Speaker Nancy Pelosi says she is tired of reacting to President Donald Trump’s mischaracterizations and that she has too much else on her plate to weigh in on the political mess in Virginia. Put simply, the California Democrat is ready to get down to legislative business.
Opening her weekly press conference Thursday, Pelosi spent several minutes talking about the various committee hearings House Democrats have begun holding on a range of priority issues like health care costs, infrastructure, campaign finance and climate change.
The speaker only made passing mention of Trump’s State of the Union address Tuesday, reiterating her disappointment that he did not mention the gun violence epidemic in the speech.
Pelosi quickly moved on to note that on Wednesday she appointed members to a select committee on climate change. Although that panel will be studying the matter, any legislative effort “would be a Congress-wide initiative,” she said.
The speaker also briefly mentioned the ongoing House-Senate conference negotiations on border security, touting her “noninterventionist” strategy.
“I have confidence in the appropriators not because I know what they’re doing but because I have confidence in the appropriations process being an appropriator myself,” Pelosi said, reiterating her view that left to their own devices, the appropriators can reach a bipartisan agreement.
“I have asked the administration to be as noninterventionist as I am,” she said.
As Pelosi spoke, however, the lead Republican conferee, Senate Appropriations Chairman Richard Shelby was meeting with Trump at the White House to discuss the ongoing negotiations.
When it came time for Pelosi to answer questions, the second one she was asked was about Trump claiming that House committees conducting oversight of his administration were engaging in “presidential harassment.”
Pelosi, who ripped Trump Wednesday for his “all-out threat” during the State of the Union suggesting he wouldn’t work with Congress on legislation if they didn’t drop their investigations, was done feeding into the president’s rants.
“I want to make it a rule — and you don’t have to come if you don’t want to — but I am not commenting on what the president has to say about our work,” she said. “I always think that whatever the president says about us, he’s projecting his own unruliness. He’s a projector.”
Pelosi reiterated that House Democrats would “not surrender” their oversight responsibility as outlined in the Constitution.
“That would make us delinquent in our duties. So I’m not going to respond to any characterization or mischaracterization of the president, who — I’m just not going there,” she said. “But I do think if he’s using the word ‘unruly,’ it’s a projection of his own administration.”

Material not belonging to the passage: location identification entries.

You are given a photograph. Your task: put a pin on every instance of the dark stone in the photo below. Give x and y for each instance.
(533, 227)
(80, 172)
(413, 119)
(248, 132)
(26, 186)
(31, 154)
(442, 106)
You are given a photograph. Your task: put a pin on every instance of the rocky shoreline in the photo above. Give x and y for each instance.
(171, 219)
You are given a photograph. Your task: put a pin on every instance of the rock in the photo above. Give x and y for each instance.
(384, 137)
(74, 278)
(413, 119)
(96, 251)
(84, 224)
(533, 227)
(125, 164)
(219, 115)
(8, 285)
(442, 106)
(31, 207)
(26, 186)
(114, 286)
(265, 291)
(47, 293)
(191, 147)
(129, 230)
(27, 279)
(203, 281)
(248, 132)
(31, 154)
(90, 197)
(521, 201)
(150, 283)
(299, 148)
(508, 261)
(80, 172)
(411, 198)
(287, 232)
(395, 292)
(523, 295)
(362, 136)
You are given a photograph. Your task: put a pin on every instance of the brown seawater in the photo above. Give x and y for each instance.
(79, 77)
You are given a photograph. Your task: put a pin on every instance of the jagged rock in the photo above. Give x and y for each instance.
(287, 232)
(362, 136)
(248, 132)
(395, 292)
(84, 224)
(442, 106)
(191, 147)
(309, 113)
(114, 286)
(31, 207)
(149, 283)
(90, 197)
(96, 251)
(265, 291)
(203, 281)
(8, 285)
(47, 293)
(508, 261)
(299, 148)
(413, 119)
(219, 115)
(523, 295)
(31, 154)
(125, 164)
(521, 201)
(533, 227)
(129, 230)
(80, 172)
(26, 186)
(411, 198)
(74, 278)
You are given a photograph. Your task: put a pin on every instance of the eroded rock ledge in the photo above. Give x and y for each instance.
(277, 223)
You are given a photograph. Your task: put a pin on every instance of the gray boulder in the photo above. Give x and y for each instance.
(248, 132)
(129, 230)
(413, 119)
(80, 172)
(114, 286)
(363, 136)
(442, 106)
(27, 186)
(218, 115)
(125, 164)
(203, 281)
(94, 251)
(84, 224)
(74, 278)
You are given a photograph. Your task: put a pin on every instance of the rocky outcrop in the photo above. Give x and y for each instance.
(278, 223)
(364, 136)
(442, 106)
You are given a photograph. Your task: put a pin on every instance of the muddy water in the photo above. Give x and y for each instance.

Pelosi also didn’t want to weigh in on the escalating political controversy in Virginia where the Democratic governor and attorney general have both admitted to dressing up in blackface in the past and the lieutenant governor is facing a sexual harassment claim.
“It’s sad because they have some very talented leaders there, but they have to have the confidence of the electorate and they have to the confidence of the electorate that they work with,“ the speaker said. “But I’ll leave that up to them. I have enough to do here without getting involved in the affairs of Virginia.”
One subject that Pelosi was more than happy to talk about, however, was climate change.
“I thank you for the question because many of you don’t know, but when I was speaker, my flagship issue under President [George W. Bush] was climate,” she said when asked about her approach to the issue in light of a Green New Deal resolution some progressive Democrats, including New York freshmen Rep. Alexandria Ocasio-Cortez introduced Thursday.
Pelosi harped for several minutes on the efforts that occurred under her speakership from 2007 through 2010 until the reporter asking the question had to remind her he was also seeking her thoughts on the Green New Deal resolution.
“Quite frankly, I haven’t seen it but I do know it’s enthusiastic, and I welcome all the enthusiasm out there,” she said.
Lawmakers will be taking an “evidence-based, well-defined approach to how we go forward,” Pelosi added, noting that public sentiment will help Congress pass bold initiatives.